Le président Macron reçoit Xi Jinping (Xinhua Li Xueren)

Les laquais de l’OTAN resteront hébétés et confus. Et alors ? Les laquais manquent de profondeur stratégique, ils se contentent de se vautrer dans les eaux peu profondes de l’insignifiance.

Des images miroir surprenantes tourbillonnent autour de deux événements majeurs survenus cette semaine: la visite de Xi Jinping à Paris et l’inauguration du nouveau mandat de Vladimir Poutine à Moscou.

Inévitablement, il s’agit d’une histoire contrastée de souverains – le partenariat stratégique global Russie-Chine – et de laquais : les vassaux de l’OTANstan/UE.

Xi, l’invité hermétique par excellence, sait très bien comment déchiffrer une table – et nous ne parlons pas ici du raffinement gastronomique gaulois. Dès qu’il s’est assis à la table de Paris, il a saisi la situation dans son ensemble. Il ne s’agissait pas d’un tête-à-tête avec le Petit Roi, Emmanuel Macron.

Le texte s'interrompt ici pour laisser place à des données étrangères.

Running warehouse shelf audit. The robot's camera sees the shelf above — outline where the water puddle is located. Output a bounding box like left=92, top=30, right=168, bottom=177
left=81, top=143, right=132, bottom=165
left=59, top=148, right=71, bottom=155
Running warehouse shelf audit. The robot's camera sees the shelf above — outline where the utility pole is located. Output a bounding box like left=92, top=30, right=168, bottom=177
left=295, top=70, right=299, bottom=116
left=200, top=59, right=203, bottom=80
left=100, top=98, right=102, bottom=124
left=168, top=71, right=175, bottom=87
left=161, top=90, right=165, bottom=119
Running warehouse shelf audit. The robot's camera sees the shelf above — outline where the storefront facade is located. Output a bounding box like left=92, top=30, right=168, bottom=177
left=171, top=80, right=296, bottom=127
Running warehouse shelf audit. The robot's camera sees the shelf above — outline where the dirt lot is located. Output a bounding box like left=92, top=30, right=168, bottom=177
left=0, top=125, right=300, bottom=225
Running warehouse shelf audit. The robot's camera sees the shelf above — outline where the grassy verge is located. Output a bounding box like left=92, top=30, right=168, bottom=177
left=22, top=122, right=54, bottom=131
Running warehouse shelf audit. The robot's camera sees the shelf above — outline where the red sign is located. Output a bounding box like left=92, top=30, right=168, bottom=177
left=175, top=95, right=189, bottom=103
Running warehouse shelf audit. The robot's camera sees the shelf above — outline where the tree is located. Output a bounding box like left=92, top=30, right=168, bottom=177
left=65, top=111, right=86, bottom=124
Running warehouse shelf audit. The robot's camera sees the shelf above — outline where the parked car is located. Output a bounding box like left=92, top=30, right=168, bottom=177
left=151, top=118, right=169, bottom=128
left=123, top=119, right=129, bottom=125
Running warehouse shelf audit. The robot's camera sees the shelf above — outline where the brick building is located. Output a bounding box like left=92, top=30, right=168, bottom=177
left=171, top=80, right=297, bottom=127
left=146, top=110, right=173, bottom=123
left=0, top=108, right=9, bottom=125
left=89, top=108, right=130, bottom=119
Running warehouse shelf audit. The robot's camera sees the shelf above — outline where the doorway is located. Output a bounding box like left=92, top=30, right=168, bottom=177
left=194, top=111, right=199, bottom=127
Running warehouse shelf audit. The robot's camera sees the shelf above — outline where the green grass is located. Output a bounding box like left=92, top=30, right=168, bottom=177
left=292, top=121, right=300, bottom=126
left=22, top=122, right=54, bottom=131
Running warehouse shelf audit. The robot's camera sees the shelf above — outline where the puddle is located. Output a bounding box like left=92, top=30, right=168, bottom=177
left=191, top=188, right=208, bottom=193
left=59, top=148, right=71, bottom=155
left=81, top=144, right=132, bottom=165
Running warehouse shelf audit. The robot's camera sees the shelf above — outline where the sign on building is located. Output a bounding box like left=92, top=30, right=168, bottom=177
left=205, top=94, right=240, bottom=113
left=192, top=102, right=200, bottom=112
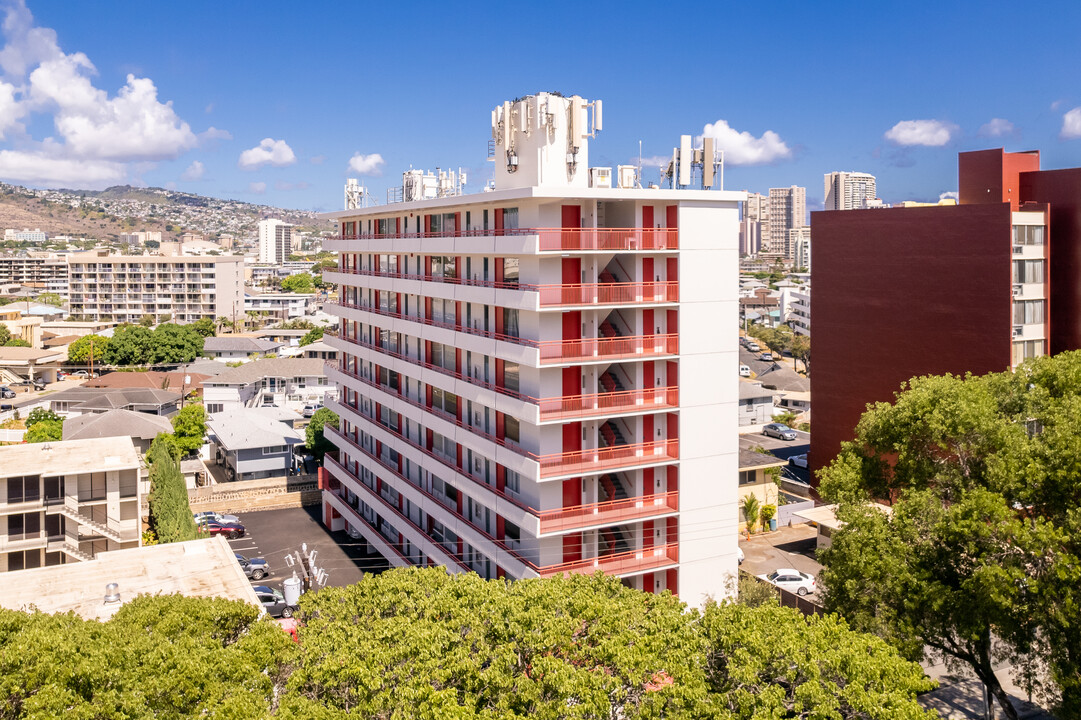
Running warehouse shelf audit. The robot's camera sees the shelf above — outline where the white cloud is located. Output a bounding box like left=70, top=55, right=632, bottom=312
left=181, top=160, right=206, bottom=182
left=237, top=137, right=296, bottom=170
left=979, top=118, right=1015, bottom=137
left=0, top=0, right=198, bottom=187
left=1059, top=107, right=1081, bottom=139
left=885, top=120, right=958, bottom=147
left=349, top=152, right=383, bottom=177
left=0, top=150, right=128, bottom=189
left=691, top=120, right=792, bottom=165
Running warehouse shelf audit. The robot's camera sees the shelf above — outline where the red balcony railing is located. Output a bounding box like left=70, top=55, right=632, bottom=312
left=536, top=440, right=679, bottom=478
left=539, top=543, right=679, bottom=577
left=535, top=281, right=679, bottom=307
left=331, top=227, right=679, bottom=252
left=534, top=385, right=679, bottom=421
left=537, top=491, right=679, bottom=533
left=536, top=333, right=679, bottom=363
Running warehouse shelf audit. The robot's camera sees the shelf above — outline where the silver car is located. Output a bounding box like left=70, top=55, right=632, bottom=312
left=762, top=423, right=796, bottom=440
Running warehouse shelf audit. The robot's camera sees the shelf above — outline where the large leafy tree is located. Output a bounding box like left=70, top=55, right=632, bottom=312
left=304, top=408, right=338, bottom=463
left=173, top=402, right=206, bottom=455
left=281, top=272, right=316, bottom=293
left=105, top=324, right=154, bottom=365
left=150, top=322, right=205, bottom=363
left=820, top=352, right=1081, bottom=718
left=147, top=436, right=199, bottom=543
left=68, top=335, right=109, bottom=365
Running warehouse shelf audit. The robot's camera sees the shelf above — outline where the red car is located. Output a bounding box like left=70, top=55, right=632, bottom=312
left=199, top=521, right=244, bottom=539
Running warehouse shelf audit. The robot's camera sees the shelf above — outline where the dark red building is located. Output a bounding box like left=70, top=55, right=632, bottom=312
left=809, top=149, right=1081, bottom=472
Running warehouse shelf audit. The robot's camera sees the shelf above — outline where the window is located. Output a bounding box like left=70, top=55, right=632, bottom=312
left=1014, top=261, right=1043, bottom=282
left=1013, top=341, right=1044, bottom=365
left=1014, top=225, right=1043, bottom=245
left=503, top=415, right=522, bottom=443
left=1014, top=301, right=1043, bottom=325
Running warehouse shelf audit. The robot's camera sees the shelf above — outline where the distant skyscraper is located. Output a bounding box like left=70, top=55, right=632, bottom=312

Il s’agissait d’un ménage à trois, car la Ursula von der Leyen, la Méduse toxique, s’était immiscée dans le scénario.

Rien ne s’est perdu dans l’interprétation de Xi : il a assisté à l’illustration vivante que Le Petit Roi, dirigeant d’une ancienne puissance coloniale occidentale de troisième ordre, ne jouit d’aucune “autonomie stratégique”. Les décisions qui comptent proviennent de l’eurocratie kafkaïenne de la Commission européenne (CE), dirigée par sa nounou, la Méduse, et directement relayée par l’Hégémon.

Le Petit Roi a passé le temps de la visite de Xi à babiller comme un enfant sur les “déstabilisations” de Poutine et à tenter “d’engager la Chine, qui dispose objectivement de leviers suffisants pour infléchir la position de Moscou dans la guerre qu’elle mène en Ukraine”.

Manifestement, aucun conseiller pubère de l’Elysée – et ils sont nombreux – n’a osé annoncer au Petit Roi la force, la profondeur et la portée du partenariat stratégique entre la Russie et la Chine.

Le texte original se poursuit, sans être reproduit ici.